Als kritische Randnotiz sei lediglich erwähnt, dass mir die Bezüge zur Reformpädagogik zu unscharf erscheinen, wenn sich z. B. das Deutsche Kaiserreich am Ende des 19. Jahrhunderts zu einem "reformpädagogischen Giganten" (3) entwickelt haben soll oder "die Reformpädagogik" (148 und passim) als einheitliche, a priori fortschrittliche Bewegung beschrieben wird.
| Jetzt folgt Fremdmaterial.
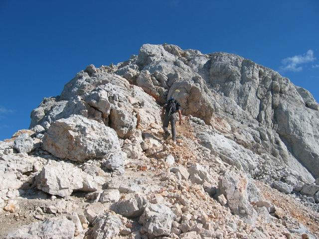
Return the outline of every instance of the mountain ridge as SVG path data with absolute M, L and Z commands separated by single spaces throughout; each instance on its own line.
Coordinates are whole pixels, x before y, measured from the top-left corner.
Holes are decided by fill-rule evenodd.
M 160 114 L 177 90 L 174 144 Z M 60 229 L 70 238 L 315 238 L 319 109 L 309 91 L 230 53 L 145 44 L 88 66 L 32 111 L 29 130 L 0 141 L 0 206 L 36 219 L 6 238 L 70 221 Z

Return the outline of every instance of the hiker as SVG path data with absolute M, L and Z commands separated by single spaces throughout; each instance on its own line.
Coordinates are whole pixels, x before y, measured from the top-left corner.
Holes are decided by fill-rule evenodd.
M 176 129 L 175 128 L 175 122 L 176 121 L 176 112 L 178 113 L 179 117 L 179 125 L 181 124 L 181 112 L 179 110 L 180 105 L 173 98 L 171 97 L 161 110 L 161 119 L 163 122 L 163 129 L 164 129 L 164 139 L 166 139 L 170 135 L 168 132 L 168 124 L 170 122 L 171 127 L 171 137 L 174 142 L 176 142 Z M 165 113 L 165 114 L 164 114 Z

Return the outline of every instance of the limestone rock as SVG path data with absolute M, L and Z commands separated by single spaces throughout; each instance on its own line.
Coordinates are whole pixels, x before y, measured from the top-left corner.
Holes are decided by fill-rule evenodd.
M 84 215 L 88 221 L 92 223 L 96 217 L 104 213 L 104 209 L 101 203 L 88 204 L 84 210 Z
M 293 187 L 280 181 L 274 183 L 274 187 L 277 190 L 286 194 L 289 194 L 293 191 Z
M 94 192 L 100 188 L 91 175 L 63 161 L 50 162 L 43 167 L 38 177 L 38 189 L 61 197 L 69 196 L 73 191 Z
M 317 203 L 319 203 L 319 191 L 315 194 L 314 199 L 315 199 L 315 202 Z
M 140 217 L 143 230 L 153 237 L 169 236 L 174 218 L 169 208 L 160 204 L 149 204 Z
M 219 180 L 219 189 L 227 199 L 232 212 L 242 217 L 246 223 L 254 225 L 257 215 L 248 201 L 247 184 L 245 175 L 228 171 Z
M 7 235 L 6 239 L 72 239 L 74 237 L 74 223 L 66 218 L 52 218 L 23 226 L 14 233 Z
M 173 164 L 174 164 L 174 163 L 175 163 L 175 159 L 171 154 L 168 154 L 165 158 L 165 161 L 167 164 L 169 165 L 172 165 Z
M 34 142 L 27 133 L 17 136 L 13 142 L 13 148 L 19 153 L 29 153 L 39 146 L 39 144 Z
M 74 236 L 77 236 L 83 231 L 82 223 L 79 218 L 79 216 L 76 213 L 72 213 L 67 216 L 68 219 L 74 223 Z
M 227 200 L 223 194 L 221 194 L 218 197 L 218 202 L 221 206 L 225 206 L 227 203 Z
M 39 134 L 44 133 L 45 131 L 45 129 L 40 124 L 37 124 L 32 127 L 31 130 L 35 132 L 37 134 Z
M 207 170 L 200 164 L 194 164 L 188 168 L 189 180 L 192 183 L 202 184 L 206 181 L 209 181 L 209 175 Z
M 116 215 L 106 214 L 97 217 L 92 223 L 93 228 L 88 232 L 88 239 L 112 239 L 120 234 L 122 225 Z
M 115 131 L 80 116 L 54 122 L 43 139 L 43 148 L 54 156 L 83 161 L 120 151 Z
M 6 204 L 6 206 L 3 208 L 3 210 L 12 213 L 18 212 L 19 209 L 20 207 L 17 201 L 9 200 Z
M 120 192 L 117 189 L 104 190 L 100 197 L 102 203 L 117 202 L 120 199 Z
M 313 197 L 316 193 L 319 191 L 319 185 L 315 184 L 305 185 L 300 192 L 302 194 Z
M 175 174 L 176 173 L 180 174 L 182 179 L 185 180 L 187 180 L 189 177 L 189 173 L 187 171 L 187 170 L 182 166 L 178 166 L 178 167 L 171 168 L 170 168 L 170 171 Z
M 103 161 L 102 167 L 110 170 L 119 171 L 122 174 L 124 171 L 124 160 L 126 156 L 126 154 L 122 151 L 115 152 Z
M 116 213 L 128 218 L 140 216 L 144 211 L 147 201 L 144 198 L 136 195 L 129 199 L 120 200 L 112 209 Z

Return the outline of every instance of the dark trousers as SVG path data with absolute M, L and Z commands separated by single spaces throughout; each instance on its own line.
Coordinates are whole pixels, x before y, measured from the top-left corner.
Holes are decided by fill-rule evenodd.
M 176 129 L 175 128 L 175 122 L 176 121 L 176 116 L 175 114 L 172 114 L 168 116 L 168 113 L 165 113 L 163 120 L 163 129 L 165 134 L 168 132 L 168 124 L 170 122 L 171 127 L 171 138 L 173 141 L 176 140 Z

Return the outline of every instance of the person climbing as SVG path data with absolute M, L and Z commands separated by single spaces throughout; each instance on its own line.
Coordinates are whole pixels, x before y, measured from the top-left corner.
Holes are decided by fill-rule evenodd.
M 181 112 L 179 109 L 180 105 L 175 99 L 175 97 L 171 97 L 163 106 L 161 110 L 161 119 L 163 122 L 164 130 L 164 139 L 166 139 L 170 135 L 168 131 L 168 124 L 170 122 L 171 127 L 171 137 L 174 142 L 176 142 L 176 129 L 175 123 L 176 120 L 175 113 L 178 113 L 179 125 L 181 124 Z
Insgesamt handelt es sich um eine überzeugende, ausgesprochen innovative Mikroanalyse zu zwei kontinentaleuropäischen Grenzgebieten der Zwischenkriegszeit. Bestechend ist nicht nur das breite Quellenfundament (beispielsweise wurde in 15 Archiven in Polen, Belgien und Deutschland recherchiert), sondern auch die Entwicklung und Anwendung neuer methodologischer Zugänge. Damit ist der Verfasserin ein durchweg überzeugender Nachweis gelungen, wie entscheidend die Grenzlandschulen für die Loslösung der polnisch-deutschen und belgisch-deutschen Grenzgebiete von Deutschland und ihre Integration in den polnischen bzw. belgischen Nationalstaat waren. Die Untersuchung verdeutlicht, wie die neu konfigurierten Staaten Grenzlandschulen und das Erlernen von Sprachen als Instrumente zur Verwirklichung des imaginierten friedlichen Europas betrachteten. Die vorliegende Studie sei hiermit allen Interessierten als eine überaus kluge, stets akribisch abwägende und äußerst lesenswerte Darstellung nachdrücklich empfohlen.
Anmerkungen:
[1] Jürgen Kocka / Heinz Gerhard Haupt (Hgg.): Comparative and Transnational History. Central European Approaches and New Perspectives, New York 2009.
[2] Nenad Stefanov: Die Erfindung der Grenzen auf dem Balkan. Von der spätosmanischen Region zu nationalstaatlichen Peripherien: Pirot und Caribrod 1856-1989, Wiesbaden 2017.